Hint: To find the value of $f\left( 2 \right)$ so that the function $f\left( x \right)=\dfrac{{{x}^{4}}-16}{x-2},x\ne 2$ will be continuous at $x=2$ , we will take the limit of $f\left( x \right)$ when x approaches 2. That is, $\displaystyle \lim_{x \to 2}f(x)=\dfrac{{{x}^{4}}-16}{x-2}$ . Using the identity $\left( {{a}^{2}}-{{b}^{2}} \right)=\left( a+b \right)\left( a-b \right)$ , we will get \[\displaystyle \lim_{x \to 2}f(x)=\dfrac{\left( {{x}^{2}}+4 \right)\left( {{x}^{2}}-4 \right)}{x-2}\] . On further using the same identity, we will get \[\Rightarrow \displaystyle \lim_{x \to 2}f(x)=\dfrac{\left( {{x}^{2}}+4 \right)\left( x+2 \right)\left( x-2 \right)}{x-2}\] . On simplification and application of limit, the value of $f\left( 2 \right)$ can be obtained.
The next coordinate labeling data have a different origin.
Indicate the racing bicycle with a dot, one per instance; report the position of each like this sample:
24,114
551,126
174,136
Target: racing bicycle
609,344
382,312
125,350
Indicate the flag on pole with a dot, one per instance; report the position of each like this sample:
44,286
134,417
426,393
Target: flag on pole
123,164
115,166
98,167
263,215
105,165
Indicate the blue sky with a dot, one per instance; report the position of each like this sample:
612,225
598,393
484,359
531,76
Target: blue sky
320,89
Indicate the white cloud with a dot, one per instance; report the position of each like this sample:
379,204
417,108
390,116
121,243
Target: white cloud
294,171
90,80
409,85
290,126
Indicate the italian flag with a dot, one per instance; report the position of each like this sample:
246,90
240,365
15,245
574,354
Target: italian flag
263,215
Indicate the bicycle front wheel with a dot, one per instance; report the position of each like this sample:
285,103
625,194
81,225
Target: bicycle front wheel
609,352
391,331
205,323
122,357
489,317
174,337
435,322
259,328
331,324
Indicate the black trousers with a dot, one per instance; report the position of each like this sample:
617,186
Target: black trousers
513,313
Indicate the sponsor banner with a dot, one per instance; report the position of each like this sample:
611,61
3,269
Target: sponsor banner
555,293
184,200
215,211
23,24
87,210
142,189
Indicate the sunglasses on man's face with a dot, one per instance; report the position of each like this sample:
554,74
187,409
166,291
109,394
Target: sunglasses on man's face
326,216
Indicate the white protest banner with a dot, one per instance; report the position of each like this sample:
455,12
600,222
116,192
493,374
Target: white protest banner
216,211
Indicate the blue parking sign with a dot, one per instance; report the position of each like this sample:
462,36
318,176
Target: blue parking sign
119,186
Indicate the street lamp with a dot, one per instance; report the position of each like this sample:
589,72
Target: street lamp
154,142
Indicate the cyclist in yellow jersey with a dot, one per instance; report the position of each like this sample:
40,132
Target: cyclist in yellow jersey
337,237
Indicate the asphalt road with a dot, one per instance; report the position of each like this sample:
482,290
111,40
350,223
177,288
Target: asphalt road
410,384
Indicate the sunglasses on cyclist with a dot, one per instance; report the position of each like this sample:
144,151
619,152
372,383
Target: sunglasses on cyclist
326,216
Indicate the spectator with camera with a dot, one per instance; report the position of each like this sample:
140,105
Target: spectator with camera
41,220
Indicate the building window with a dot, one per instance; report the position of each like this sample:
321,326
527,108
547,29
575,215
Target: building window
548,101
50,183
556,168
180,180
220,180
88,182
Complete step by step answer:
We have to find the value of $f\left( 2 \right)$ so that the function $f\left( x \right)=\dfrac{{{x}^{4}}-16}{x-2},x\ne 2$ will be continuous at $x=2$ .
We know that a function $f\left( x \right)$ is said to be continuous at the point c on the real line, if the limit of $f\left( x \right)$ as x approaches that point c, is equal to the value f(c).
$\Rightarrow \displaystyle \lim_{x \to c}f(x)=f(c)$
We have $f\left( x \right)=\dfrac{{{x}^{4}}-16}{x-2}$ . It is given that this function is continuous at $x=2$ . Hence, according to the theorem stated above, we can write
$\displaystyle \lim_{x \to 2}f(x)=\dfrac{{{x}^{4}}-16}{x-2}$
We cannot apply the direct limit on the above function as its denominator will become 0. Hence, we have simplified this. We know that $\left( {{a}^{2}}-{{b}^{2}} \right)=\left( a+b \right)\left( a-b \right)$ . Thus, we can write
\[\displaystyle \lim_{x \to 2}f(x)=\dfrac{{{\left( {{x}^{2}} \right)}^{2}}-{{4}^{2}}}{x-2}\]
On applying the identity, we will get
\[\displaystyle \lim_{x \to 2}f(x)=\dfrac{\left( {{x}^{2}}+4 \right)\left( {{x}^{2}}-4 \right)}{x-2}\]
We can write the above equation as
\[\displaystyle \lim_{x \to 2}f(x)=\dfrac{\left( {{x}^{2}}+4 \right)\left( {{x}^{2}}-{{2}^{2}} \right)}{x-2}\]
Now, let us again apply the identity $\left( {{a}^{2}}-{{b}^{2}} \right)=\left( a+b \right)\left( a-b \right)$ .
\[\Rightarrow \displaystyle \lim_{x \to 2}f(x)=\dfrac{\left( {{x}^{2}}+4 \right)\left( x+2 \right)\left( x-2 \right)}{x-2}\]
Let’s cancel $x-2$ from the numerator and denominator. We will get
\[\displaystyle \lim_{x \to 2}f(x)=\left( {{x}^{2}}+4 \right)\left( x+2 \right)\]
Now, we can apply the limit.
\[\Rightarrow f(2)=\left( {{2}^{2}}+4 \right)\left( 2+2 \right)\]
On simplifying this, we will get
\[\begin{align}
  & \Rightarrow f(2)=\left( 4+4 \right)\times 4 \\
 & \Rightarrow f(2)=8\times 4=32 \\
\end{align}\]

Hence, the value of $f\left( 2 \right)$ is 32.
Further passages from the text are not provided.